Reputation: 11023
Is there a way to find out what the driver IP is on a databricks cluster? The Ganglia UI shows all the nodes on the main page and there doesn't seem to be a way to filter only for the driver.
Upvotes: 3
Views: 16138
Reputation: 61
Are we talking about either the internal IP address (the one that the previous answers reply to) or the external IP address (the one that a 3rd party sees, if for example, we invoke an external API from our cluster)?
If we are talking about the second one, I have a humble notebook to illustrate it:
def get_external_ip(x):
import requests
import socket
hostname = socket.gethostname()
r = requests.get("https://api.ipify.org/")
public_IP = r.content
return(f"#{x} From {hostname} with publicIP {public_IP}.")
print('DRIVER:')
rdd1 = get_external_ip(0)
print(rdd1)
print('WORKERS:')
rdd2 = sc.parallelize(range(1, 4)).map(get_external_ip)
datacoll2 = rdd2.collect()
for row in datacoll2:
print(row)
It shows you the driver's external IP and the workers' external IPs (please adjust the range according to the workers' node number).
I hope it can be useful.
Upvotes: 6
Reputation: 461
You can go into the Spark cluster UI - Master
tab within the cluster. The url listed contains IP for the driver and the workers' IPs are listed at the bottom.
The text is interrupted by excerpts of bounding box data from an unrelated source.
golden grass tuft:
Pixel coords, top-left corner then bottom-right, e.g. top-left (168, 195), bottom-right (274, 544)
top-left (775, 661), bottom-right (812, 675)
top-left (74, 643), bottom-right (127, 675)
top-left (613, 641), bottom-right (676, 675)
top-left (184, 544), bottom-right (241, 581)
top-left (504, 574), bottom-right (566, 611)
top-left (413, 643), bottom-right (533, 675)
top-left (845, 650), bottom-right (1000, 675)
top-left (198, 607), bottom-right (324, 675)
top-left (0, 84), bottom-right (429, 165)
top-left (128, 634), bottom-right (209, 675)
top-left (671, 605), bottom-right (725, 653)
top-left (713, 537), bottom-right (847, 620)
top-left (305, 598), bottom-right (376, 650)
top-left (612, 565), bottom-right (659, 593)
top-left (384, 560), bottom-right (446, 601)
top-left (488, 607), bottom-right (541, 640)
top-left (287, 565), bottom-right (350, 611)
Depending on your use case, it may be helpful to know that in an init script you can get the DB_DRIVER_IP from an environment variable. https://docs.databricks.com/clusters/init-scripts.html#environment-variables
There are other environment variables set at runtime that can be accessed in a scala notebook:
System.getenv.get("MASTER") // spark://10.255.128.6:7077
System.getenv.get("SPARK_LOCAL_IP") // 10.255.128.6
Upvotes: 10